Kazanın meydana geldiği madenin içerisinde 6 saat mahsur kalan Halil İbrahim Karabıyık(42) yaşanan olayı anlattı.
Halil İbrahim Karabıyık: “Ben 10 senedir maden ocaklarında çalışıyorum. 16-24 vardiyasındaydık. İşe girdik. Bize verilen görev yerimize vardık. 1 saat sonra “şılam” patlaması oldu. Bulunduğumuz yerin bacasını ikiye böldü. Bende bacanın arkasındaydım. Ben dalgıçlık görevine bakıyordum. İçeriye gelen suları tahliye etme görevindeydim. Bir anda irtibat kesildi. Ondan sonra tabi ambulans geldi. Arkadaşlarımız sürekli bize seslendi. Bize hava verdiler Oksijen verdiler. Daha sonra su verdiler. Tabi bizimle iletişime geçilince biz rahatladık.

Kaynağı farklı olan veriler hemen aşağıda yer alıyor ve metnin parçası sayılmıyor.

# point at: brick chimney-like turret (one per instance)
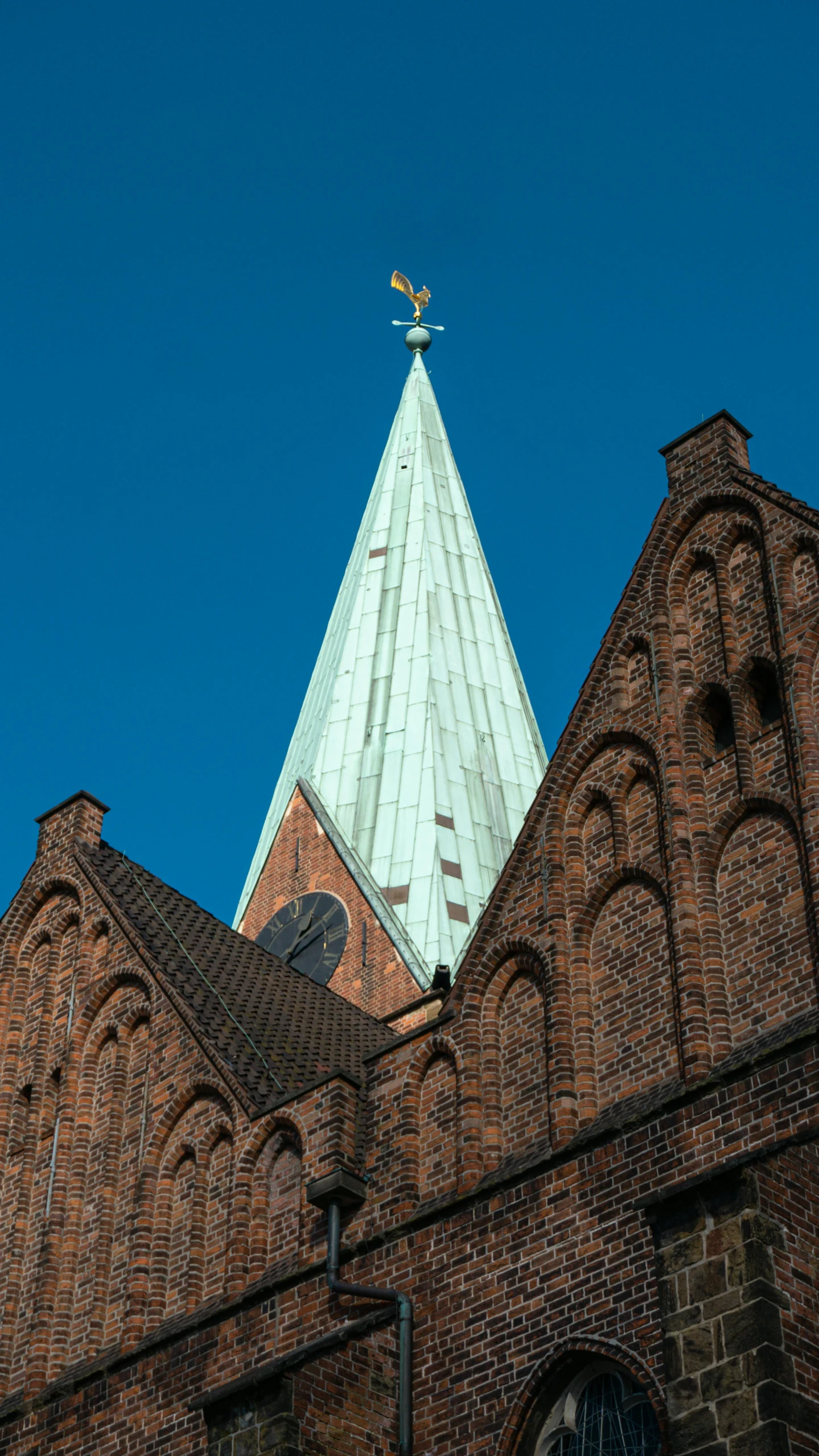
(79, 817)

Bize ulaşılınca ümitsizlik gibi bir durumumuz olmadı çok şükür. İçeride 17:30’dan gece 23:30’a kadar kaldık.
Biz çalıştığımız yerde 7 kişiydik. Şılam düşünce baca ikiye bölününce oradaki 4 arkadaşımız çıktı biz 3 kişi içeride kaldık. Bizim bulunduğumuz yerlerin standardı vardı. 6 ya da 7 kişi çalışabilirsin orada en fazla. Ben dalgıççıydım. Oradan ayrılmamam lazımdı o da arka taraftaydı.
Yeraltında doğayla mücadele ediyoruz biz bir nevi. Önümüz kapanınca, kaçacak yerimiz olmayınca ümitsizliğe kapılıyor insan. Oradaki 3 arkadaşımızla olayın ilk 15 dakikasında birbirimizle konuşamadık. Ama sonra baktık su geliyor. Arkadaşlarımız biraz ilerimizde. Havamız da gelince kendi kendimize dedik “biz buradan çıkarız.” Orada bizde kendi kendimize mücadele yaptık. Naptık mesela, yukarıdan küçük taşlar düşmesini önledik. Başımıza daha büyük bir şeyler gelmesin diye kendimizce önlem aldık. Bizi kurtarmaya çalışan arkadaşlara yardımcı olduk. Biz sakin olmaya çalıştık.
Ben madenden yara almadan kurtuldum. Ambulansa yürüyerek gittim. Daha sonra karbonmonoksit gazına mağruz kalma ihtimalimize yönelik bizi Soma Devlet Hastanesi’ne getirdiler. Burada birkaç saat kaldık ve durumumuzun iyi olduğu görüşünce taburcu olduk.” Dedi.